- Jeżeli do 12 września nie powstanie parking przy stadionie, podam się do dymisji – mówił żartem, w czerwcu tego roku, Marek Jarzębowski, rzecznik prezydenta Gliwic. I co?

      
Plac jeszcze nie powstał, rzecznik do dymisji się nie podał, ale inwestycja ma (wreszcie!) szansę na szczęśliwy finał, przed listopadem tego roku. Tak przynajmniej zapewniają miejscy urzędnicy. Otwarcie zbiegłoby się wtedy z szóstą rocznicą powstania stadionu. 

Parking miał być gotowy najpóźniej dwa lata po samym stadionie. Tak zakładał projekt przygotowany w 2010 r. przez niemiecką firmę Bremer A.G. Terminu nie dotrzymano, bo Gliwice nie mogły przekazać terenu. Na początku lat 90. z kilkudziesięcioma osobami podpisano bowiem dziesięcioletnią umowę na dzierżawę gruntu pod ogrody działkowe. 

Termin dzierżawy, po próbach przedłużania, upłynął z końcem 2012. Potem urzędnicy wojowali z częścią działkowców, którzy nie chcieli oddać swoich ogródków. Kiedy z tym problemem się uporano, wynikł kolejny: gmina odstąpiła od umowy z wykonawcą, ponieważ przewidziane przez niego dodatkowe roboty podrożyłby inwestycję o, bagatela, 500 tys. zł.

W nowym przetargu podniesiono wartość zamówienia. W listopadzie 2016 r. podpisano umowę na wykonanie parkingu w systemie „zaprojektuj i wybuduj” z firmą Silesia Invest s.c.
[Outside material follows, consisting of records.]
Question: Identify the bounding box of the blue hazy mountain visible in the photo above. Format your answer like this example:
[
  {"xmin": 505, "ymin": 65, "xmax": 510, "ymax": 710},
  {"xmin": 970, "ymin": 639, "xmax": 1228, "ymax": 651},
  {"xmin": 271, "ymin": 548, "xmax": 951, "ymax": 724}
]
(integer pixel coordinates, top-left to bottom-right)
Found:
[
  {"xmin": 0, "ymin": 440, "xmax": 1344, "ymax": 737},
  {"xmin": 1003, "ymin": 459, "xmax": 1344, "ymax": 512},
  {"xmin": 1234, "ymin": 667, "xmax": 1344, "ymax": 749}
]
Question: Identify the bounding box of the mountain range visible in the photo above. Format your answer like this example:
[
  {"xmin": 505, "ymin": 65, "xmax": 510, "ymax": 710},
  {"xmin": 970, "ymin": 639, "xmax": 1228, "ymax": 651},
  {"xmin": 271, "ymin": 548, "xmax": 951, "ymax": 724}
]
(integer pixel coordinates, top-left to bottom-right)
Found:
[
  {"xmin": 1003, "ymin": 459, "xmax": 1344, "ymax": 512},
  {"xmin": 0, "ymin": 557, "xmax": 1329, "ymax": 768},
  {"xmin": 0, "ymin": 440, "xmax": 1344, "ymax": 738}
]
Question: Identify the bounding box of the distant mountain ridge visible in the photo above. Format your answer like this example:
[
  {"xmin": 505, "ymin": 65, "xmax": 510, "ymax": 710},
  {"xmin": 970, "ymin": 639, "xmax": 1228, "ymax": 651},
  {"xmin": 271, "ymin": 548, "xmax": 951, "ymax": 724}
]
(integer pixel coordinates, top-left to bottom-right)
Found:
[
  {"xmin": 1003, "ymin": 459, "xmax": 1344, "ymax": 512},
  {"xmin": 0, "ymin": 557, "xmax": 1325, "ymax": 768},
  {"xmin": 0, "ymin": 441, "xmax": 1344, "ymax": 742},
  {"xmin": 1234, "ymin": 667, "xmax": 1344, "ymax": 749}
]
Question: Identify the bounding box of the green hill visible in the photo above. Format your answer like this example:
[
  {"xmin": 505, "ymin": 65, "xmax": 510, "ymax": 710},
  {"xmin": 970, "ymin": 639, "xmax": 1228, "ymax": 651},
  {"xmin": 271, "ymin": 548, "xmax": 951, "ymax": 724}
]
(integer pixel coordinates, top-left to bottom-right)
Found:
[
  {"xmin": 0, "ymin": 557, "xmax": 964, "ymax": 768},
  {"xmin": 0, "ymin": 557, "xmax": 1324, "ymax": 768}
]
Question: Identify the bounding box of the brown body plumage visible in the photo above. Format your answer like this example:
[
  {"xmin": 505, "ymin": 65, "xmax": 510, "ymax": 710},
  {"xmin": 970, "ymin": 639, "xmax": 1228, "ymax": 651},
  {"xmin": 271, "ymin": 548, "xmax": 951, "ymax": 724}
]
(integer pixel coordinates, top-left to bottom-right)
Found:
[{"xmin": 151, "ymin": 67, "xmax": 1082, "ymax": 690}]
Kwota wynosi 1 429 000 zł, a termin zakończenia inwestycji zaplanowano pierwotnie na 12 września br.

- Wykonawca zwrócił się do nas z prośbą o nieznaczną prolongatę tego terminu – wyjaśnia Jarzębowski. - Zgodziliśmy się pod warunkiem, że pierwsze samochody będą mogły wjechać na parking 1 listopada.

Obecnie na placu budowy trwają roboty ziemne, trwa układanie krawężników i nawierzchni z kostki. Oprócz miejsc postojowych pojawią się drogi manewrowe, chodniki, zieleń i oświetlenie. Teren zostanie ogrodzony.

W sąsiedztwie areny miały powstać miejsca dla 165 samochodów. Teraz okazuje się, że plac o powierzchni niemal 6,5 tys. m kw. pomieści niespełna sto aut: 15 autokarów, 79 osobówek i trzy pojazdy osób niepełnosprawnych.

- Zmniejszenie tej liczby to pochodna przepisów dotyczących ilości miejsc na parkingach oraz uwzględnienia postoju dla 15 autokarów – tłumaczy rzecznik prezydenta.    

Parking ma służyć obsłudze meczów  i, poza rozgrywkami, mieszkańcom. Dojazd odbywać się będzie drogą wewnętrzną stadionu, wydzieloną dodatkowym ogrodzeniem.